Quoi qu'il en soit, le système de surveillance des 200 millions de citoyens chinois connectés, dépend d'un fabricant de matériels informatiques américain, Xilling, et de développements techonologiques d'entreprises américaines, IBM en tête, comme Semptian s'en vante sur son site : "Nous travaillons désormais activement avec des sociétés de classe mondiale telles qu'IBM et Xilinx, ainsi que des partenaires industriels connexes, afin de créer une chaîne industrielle et une écosphère [technologique]."

Systèmes d'espionnages et de surveillance vendus au Moyen-Orient et en Afrique du Nord

Semptian a développé trois autres systèmes d'espionnage et de surveillance, en plus d'Aegis :  Owlet (interceptions des communications GSM pour les téléphones mobiles), HawkEye (reconnaissance faciale), et Falcon (Un "IMSI Catcher" et traqueur de mobile : une "valise" permettant de suivre des usagers à la trace et d'espionner leurs conversations en se faisant passer pour une antenne-relai 2G/3G/4G).

Tous ces outils sont vendus à des gouvernements, principalement à des services de sécurité gouvernementaux au Moyen-Orient et en Afrique du Nord, comme un journaliste se l'est fait confirmer par courrier électronique, alors qu'il prétendait être un client potentiel : "Le système de surveillance de masse Aegis a été vendu à d'autres pays que la Chine" écrivait alors l'employé de Semptian, qui a confirmé au journaliste qu'"Aegis couvre l'ensemble [de la population] de chaque pays concerné". L'employé a  malgré tout refusé de citer les pays concernés, arguant que, "le système [Aegis] étant extrêmement sensiblenous sommes soumis à un accord très strict de confidentialité sans divulgation". 

La surveillance numérique de masse à l'échelle d'une nation est connue depuis 2011 avec les révélations des  affaires Amesys et Qosmos. Ces deux entreprises françaises ont vendu des systèmes similaires à celui de Semptian, respectivement à la Libye de Khadafi et la Syrie d'Assad. Tous étaient basés sur le "Deep Packet Inspection" ou DPI : une technologie française conçue à l'origine au sein d'un projet universitaire lancé par trois professeurs de l’Université Pierre et Marie Curie, en 2000.  Amesys est poursuivie pour complicité de torture après que son système de surveillance "à l'échelle d'une nation" eut été découvert en Libye, quand Qosmos est elle soupçonnée d'avoir vendu sa "solution DPI" à Bachar El Assad…

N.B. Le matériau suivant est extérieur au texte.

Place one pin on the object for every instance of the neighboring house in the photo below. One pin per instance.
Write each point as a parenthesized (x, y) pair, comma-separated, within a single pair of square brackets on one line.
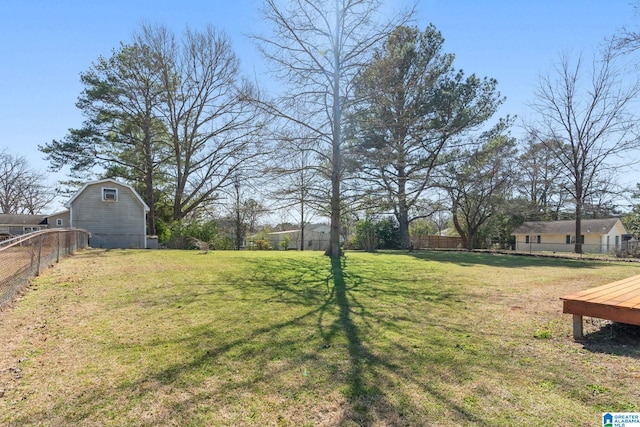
[(13, 225), (112, 212), (316, 238), (598, 235)]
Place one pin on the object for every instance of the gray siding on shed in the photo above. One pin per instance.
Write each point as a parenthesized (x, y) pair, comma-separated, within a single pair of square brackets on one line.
[(112, 224)]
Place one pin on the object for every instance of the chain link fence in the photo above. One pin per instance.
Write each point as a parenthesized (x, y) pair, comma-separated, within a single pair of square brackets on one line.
[(25, 256)]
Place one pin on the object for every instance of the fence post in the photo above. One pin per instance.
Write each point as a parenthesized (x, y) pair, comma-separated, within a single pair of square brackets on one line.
[(58, 248), (39, 254)]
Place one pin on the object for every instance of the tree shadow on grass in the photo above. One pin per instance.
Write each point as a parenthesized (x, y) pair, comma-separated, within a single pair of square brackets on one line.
[(367, 392), (326, 294)]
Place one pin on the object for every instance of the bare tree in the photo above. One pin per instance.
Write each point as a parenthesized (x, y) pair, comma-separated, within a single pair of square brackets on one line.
[(22, 189), (584, 119), (211, 124), (478, 182), (121, 132), (317, 48), (540, 181), (298, 182)]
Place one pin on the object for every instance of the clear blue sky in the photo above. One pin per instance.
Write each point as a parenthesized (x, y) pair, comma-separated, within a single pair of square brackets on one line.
[(45, 45)]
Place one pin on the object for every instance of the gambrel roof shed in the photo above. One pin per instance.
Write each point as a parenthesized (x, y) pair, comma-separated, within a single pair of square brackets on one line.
[(112, 212)]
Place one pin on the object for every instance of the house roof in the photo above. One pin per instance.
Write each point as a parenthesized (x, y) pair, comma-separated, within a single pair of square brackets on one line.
[(14, 219), (589, 226), (107, 181)]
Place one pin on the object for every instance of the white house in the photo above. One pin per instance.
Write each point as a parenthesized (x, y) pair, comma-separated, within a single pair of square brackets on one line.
[(316, 238), (598, 235)]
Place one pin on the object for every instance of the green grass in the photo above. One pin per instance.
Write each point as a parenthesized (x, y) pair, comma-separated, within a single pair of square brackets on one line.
[(292, 339)]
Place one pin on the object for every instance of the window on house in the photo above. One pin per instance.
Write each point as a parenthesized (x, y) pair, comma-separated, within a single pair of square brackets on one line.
[(109, 194)]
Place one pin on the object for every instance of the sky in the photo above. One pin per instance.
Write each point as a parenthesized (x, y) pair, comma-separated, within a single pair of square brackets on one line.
[(45, 45)]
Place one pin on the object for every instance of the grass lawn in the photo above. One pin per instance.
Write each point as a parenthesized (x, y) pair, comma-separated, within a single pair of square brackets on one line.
[(153, 338)]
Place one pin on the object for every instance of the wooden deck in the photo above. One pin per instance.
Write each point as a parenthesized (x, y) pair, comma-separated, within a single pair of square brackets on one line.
[(617, 301)]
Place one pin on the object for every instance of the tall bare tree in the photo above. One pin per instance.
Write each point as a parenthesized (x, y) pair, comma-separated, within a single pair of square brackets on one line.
[(121, 132), (584, 119), (22, 190), (478, 181), (540, 181), (317, 48), (211, 123), (298, 186), (414, 108)]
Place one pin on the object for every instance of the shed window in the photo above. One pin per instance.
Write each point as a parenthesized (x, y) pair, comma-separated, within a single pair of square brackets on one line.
[(110, 194)]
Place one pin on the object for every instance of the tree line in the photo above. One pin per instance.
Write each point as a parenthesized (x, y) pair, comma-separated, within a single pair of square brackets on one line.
[(369, 117)]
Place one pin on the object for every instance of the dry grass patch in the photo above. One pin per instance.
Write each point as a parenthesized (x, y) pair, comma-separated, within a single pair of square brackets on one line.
[(290, 339)]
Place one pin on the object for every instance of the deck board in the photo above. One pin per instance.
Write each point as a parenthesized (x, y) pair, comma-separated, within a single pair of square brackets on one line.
[(617, 301)]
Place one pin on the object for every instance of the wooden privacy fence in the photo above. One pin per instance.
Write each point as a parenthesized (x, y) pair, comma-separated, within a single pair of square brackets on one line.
[(436, 242), (25, 256)]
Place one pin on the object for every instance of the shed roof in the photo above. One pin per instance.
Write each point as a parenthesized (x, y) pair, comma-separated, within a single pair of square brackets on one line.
[(589, 226), (109, 181)]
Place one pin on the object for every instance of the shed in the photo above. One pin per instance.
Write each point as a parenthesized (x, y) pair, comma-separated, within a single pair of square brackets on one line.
[(112, 212)]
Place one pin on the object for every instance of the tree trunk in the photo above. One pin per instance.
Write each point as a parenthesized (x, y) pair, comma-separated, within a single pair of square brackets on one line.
[(463, 235), (403, 211), (578, 245), (334, 250)]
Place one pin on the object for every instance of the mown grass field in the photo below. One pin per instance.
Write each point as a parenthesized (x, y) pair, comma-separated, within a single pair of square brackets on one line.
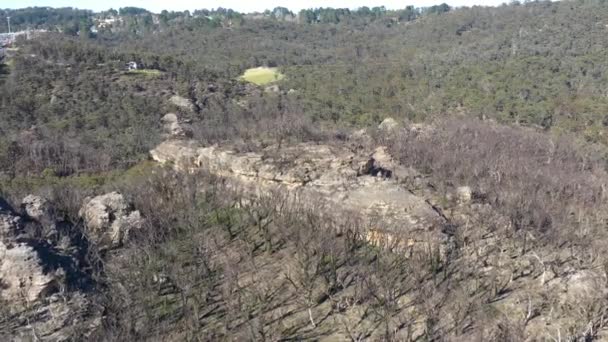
[(262, 75), (145, 72)]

Etrangement, si ces deux pays — comme leurs voisins dans la région — n'ont aucune législation pour restreindre ce type de technologies "d'inspection du contenu des communications", il n'en est pas de même en Chine : L'article 66 de la "Régulation de télécommunications de la République populaire de Chine", promulguée en 2000, stipule que : "La liberté et la vie privée des utilisateurs légaux des télécommunications sont protégées par la loi. Aucune organisation ou personne ne peut inspecter le contenu des communications pour n'importe quelle raison."